Starting from version 2.0.0, Doris introduced the inverted index to support high-performance full-text search. As retrieval scenarios diversified and query complexity increased, Doris has continued to expand its text search capabilities in subsequent releases.

Stage	Version	Key capabilities
Foundation stage	2.0+	Introduced column-level inverted indexes; provided basic full-text search operators (`MATCH_ANY`, `MATCH_ALL`) and multi-language tokenizers, supporting efficient keyword search on large-scale datasets
Feature expansion	2.x to 3.x	Enhanced the operator system, added advanced operators such as phrase matching (`MATCH_PHRASE`), prefix search (`MATCH_PHRASE_PREFIX`), and regex matching (`MATCH_REGEXP`); version 3.1 introduced custom tokenization
Capability enhancement	4.0+	Introduced BM25 relevance scoring and the unified query entry point `SEARCH` function, supporting text relevance ranking and hybrid ranking

The core enhancements in 4.0+ include:

BM25 relevance scoring: The score() function ranks results by text relevance and can be combined with vector similarity scores to enable hybrid ranking.
SEARCH function: Provides a unified query DSL that supports cross-column queries and boolean logic combinations, simplifying the construction of complex queries while further improving query performance.

Core text search features in Doris

1. Rich text operators

Doris provides a set of full-text search operators that cover multiple retrieval patterns, satisfying needs ranging from basic keyword matching to complex phrase queries.

Main operators supported in the current version:

Operator	Description	Typical scenarios
`MATCH_ANY` / `MATCH_ALL`	Any-term match (OR) and all-term match (AND)	General keyword search
`MATCH_PHRASE`	Exact phrase match, with support for custom slop and order control	Proximity word queries
`MATCH_PHRASE_PREFIX`	Phrase prefix match	Auto-completion, incremental search
`MATCH_REGEXP`	Matching based on regular expressions	Pattern-based text retrieval

These operators can be used independently or combined through the SEARCH() function to build complex logical queries.

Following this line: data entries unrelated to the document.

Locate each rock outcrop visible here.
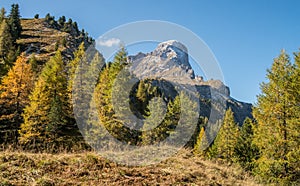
[129,40,252,125]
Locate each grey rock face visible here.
[129,40,252,125]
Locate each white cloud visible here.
[97,38,121,47]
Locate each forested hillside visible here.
[0,4,300,185]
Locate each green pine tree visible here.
[235,118,259,170]
[213,108,239,162]
[8,4,22,43]
[19,51,69,147]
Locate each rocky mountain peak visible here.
[129,40,195,80]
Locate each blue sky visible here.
[0,0,300,103]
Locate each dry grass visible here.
[0,150,257,185]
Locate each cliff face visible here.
[129,40,252,125]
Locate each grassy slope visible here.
[0,151,256,185]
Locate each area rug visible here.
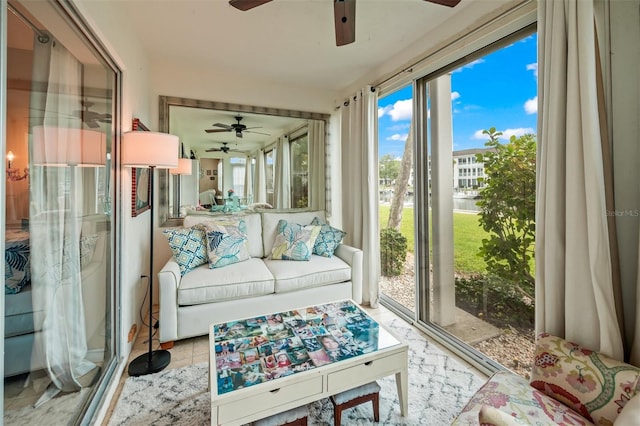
[109,318,484,426]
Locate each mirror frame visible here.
[159,95,331,223]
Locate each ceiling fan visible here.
[205,115,270,138]
[229,0,461,46]
[204,142,242,154]
[73,100,111,129]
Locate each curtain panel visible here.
[536,0,624,360]
[341,86,380,307]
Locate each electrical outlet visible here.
[127,324,138,343]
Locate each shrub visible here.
[380,228,407,277]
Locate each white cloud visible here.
[473,127,536,141]
[387,133,408,142]
[524,96,538,114]
[378,105,393,118]
[387,99,413,121]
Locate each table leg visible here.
[396,365,409,417]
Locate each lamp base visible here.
[129,350,171,377]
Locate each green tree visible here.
[478,127,536,297]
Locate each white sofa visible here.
[158,210,362,348]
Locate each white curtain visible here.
[341,86,380,307]
[308,120,327,210]
[29,38,99,406]
[536,0,624,359]
[253,150,267,203]
[273,136,291,209]
[244,155,253,204]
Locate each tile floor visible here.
[103,305,486,426]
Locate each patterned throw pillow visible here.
[4,238,31,294]
[162,225,209,276]
[311,217,347,257]
[206,219,251,269]
[271,219,321,260]
[531,333,640,425]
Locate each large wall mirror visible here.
[158,96,329,221]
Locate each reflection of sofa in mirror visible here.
[4,214,110,376]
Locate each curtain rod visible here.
[7,3,49,43]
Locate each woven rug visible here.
[109,319,484,426]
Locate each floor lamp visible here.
[122,131,179,376]
[169,158,192,217]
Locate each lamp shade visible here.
[32,126,107,167]
[169,158,192,175]
[122,131,179,169]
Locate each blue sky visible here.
[378,34,538,157]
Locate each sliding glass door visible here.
[2,2,118,425]
[378,28,537,377]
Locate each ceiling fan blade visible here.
[229,0,271,12]
[333,0,356,46]
[424,0,461,7]
[245,130,271,136]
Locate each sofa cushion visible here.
[531,333,640,424]
[311,217,347,257]
[205,219,251,269]
[162,225,208,276]
[4,234,31,294]
[264,255,351,293]
[613,393,640,426]
[271,220,321,260]
[452,371,592,425]
[178,257,276,309]
[183,212,264,257]
[260,209,325,256]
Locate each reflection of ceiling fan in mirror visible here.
[73,100,111,129]
[229,0,461,46]
[205,115,270,138]
[204,142,242,154]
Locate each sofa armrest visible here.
[334,244,362,303]
[158,257,181,343]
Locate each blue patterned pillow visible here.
[205,219,251,269]
[311,217,347,257]
[271,219,320,260]
[162,225,209,276]
[4,238,31,294]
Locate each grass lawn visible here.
[380,205,487,273]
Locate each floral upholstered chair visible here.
[453,333,640,426]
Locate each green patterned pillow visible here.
[162,225,208,276]
[206,219,251,269]
[271,219,321,260]
[311,217,347,257]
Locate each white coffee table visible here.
[209,300,408,425]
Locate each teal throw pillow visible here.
[4,238,31,294]
[162,225,209,276]
[311,217,347,257]
[206,219,251,269]
[271,219,320,260]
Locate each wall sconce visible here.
[7,151,29,182]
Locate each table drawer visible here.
[214,376,322,424]
[327,352,407,394]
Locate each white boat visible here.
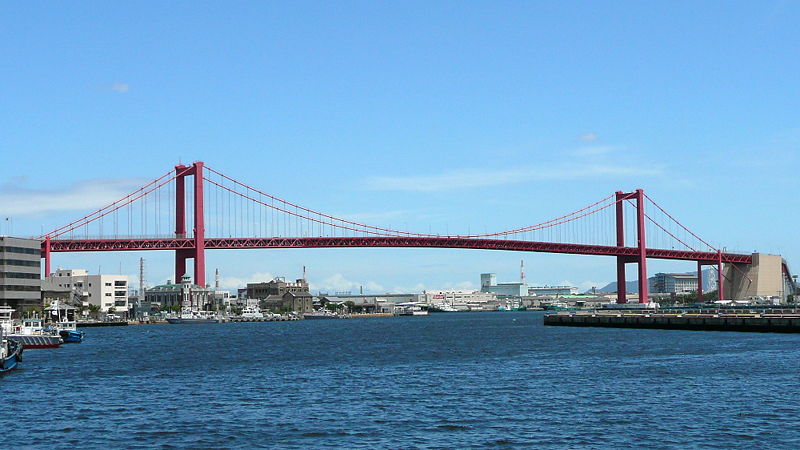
[303,309,339,320]
[167,309,221,324]
[242,306,264,319]
[45,300,86,343]
[394,303,428,316]
[3,310,64,348]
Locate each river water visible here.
[0,312,800,448]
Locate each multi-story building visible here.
[145,275,214,311]
[528,286,578,296]
[653,273,697,294]
[420,289,497,311]
[0,236,42,314]
[481,273,528,297]
[47,269,129,314]
[247,277,308,299]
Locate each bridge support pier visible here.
[42,236,50,278]
[616,189,650,303]
[697,261,703,303]
[175,161,206,287]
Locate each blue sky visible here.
[0,1,800,292]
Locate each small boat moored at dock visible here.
[7,317,64,349]
[167,309,222,325]
[0,307,63,349]
[0,331,24,373]
[45,301,86,344]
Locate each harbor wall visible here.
[544,314,800,333]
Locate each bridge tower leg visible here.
[175,164,191,283]
[697,261,703,303]
[175,161,206,286]
[636,189,649,303]
[616,191,628,303]
[42,236,50,278]
[717,250,725,300]
[193,161,206,287]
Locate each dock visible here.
[76,320,128,328]
[544,311,800,333]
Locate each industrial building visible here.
[245,277,314,313]
[420,289,499,311]
[46,269,129,313]
[723,253,794,304]
[481,273,528,297]
[0,236,42,314]
[246,277,308,298]
[652,273,697,294]
[528,286,578,296]
[143,275,214,311]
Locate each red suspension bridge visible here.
[41,161,776,303]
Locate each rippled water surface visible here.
[0,312,800,448]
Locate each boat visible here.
[242,306,264,319]
[6,317,64,348]
[394,303,428,316]
[0,331,24,373]
[45,300,86,344]
[167,309,220,325]
[303,309,339,320]
[428,303,458,312]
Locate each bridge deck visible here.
[42,236,752,264]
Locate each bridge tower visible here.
[616,189,649,303]
[175,161,206,287]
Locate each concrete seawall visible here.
[544,313,800,333]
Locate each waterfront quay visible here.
[544,309,800,333]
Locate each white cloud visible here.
[111,83,131,94]
[0,178,147,216]
[366,164,663,192]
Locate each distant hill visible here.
[586,269,717,294]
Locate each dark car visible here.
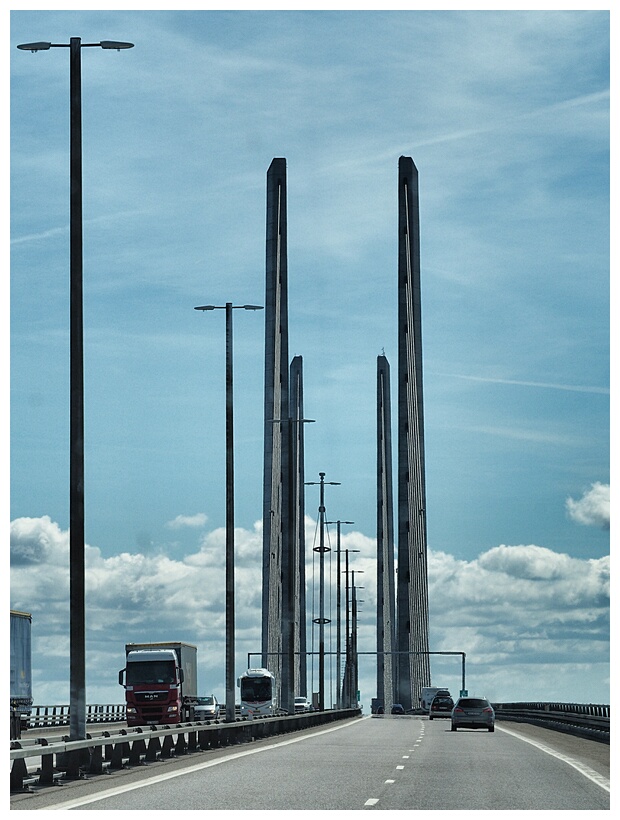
[450,698,495,732]
[428,695,454,720]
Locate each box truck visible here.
[420,686,450,712]
[118,641,197,726]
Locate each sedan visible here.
[428,695,454,720]
[194,695,220,720]
[450,698,495,732]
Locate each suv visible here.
[451,697,495,732]
[428,695,454,720]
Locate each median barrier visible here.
[10,709,361,792]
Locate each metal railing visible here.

For example (the docs table referenced here is the one created in the Quick start section below):

-- Exact phrase search
SELECT * FROM docs WHERE content MATCH_PHRASE 'inverted index';

-- Prefix search
SELECT * FROM docs WHERE content MATCH_PHRASE_PREFIX 'data ware';

View all operators

2. Custom tokenization (3.1+)

In text search, the tokenization method directly determines retrieval precision and recall. Starting from version 3.1, Doris supports custom analyzers, allowing you to flexibly define the tokenization pipeline based on business needs.

Custom tokenization achieves fine-grained text control by combining the following three types of components:

Character filter (char_filter): Replaces, removes, or normalizes symbols before tokenization
Tokenizer (tokenizer): Selects the tokenization algorithm. Supports types such as standard, ngram, edge_ngram, keyword, and icu for processing text in different languages and structures
Token filter (token_filter): For example, lowercase, word_delimiter, and ascii_folding, used to normalize and refine tokenization results

-- Example: Define a custom analyzer
CREATE INVERTED INDEX ANALYZER IF NOT EXISTS keyword_lowercase
PROPERTIES (
    "tokenizer" = "keyword",
    "token_filter" = "asciifolding, lowercase"
);

-- Use the custom analyzer when creating a table
CREATE TABLE docs (
    id BIGINT,
    content TEXT,
    INDEX idx_content (content) USING INVERTED PROPERTIES(
        "analyzer" = "keyword_lowercase",
        "support_phrase" = "true"
    )
);

Learn about custom tokenization

3. BM25 relevance scoring (4.0+)

Doris implements the BM25 (Best Matching 25) algorithm for text relevance computation, providing ranking and scoring capabilities for full-text search.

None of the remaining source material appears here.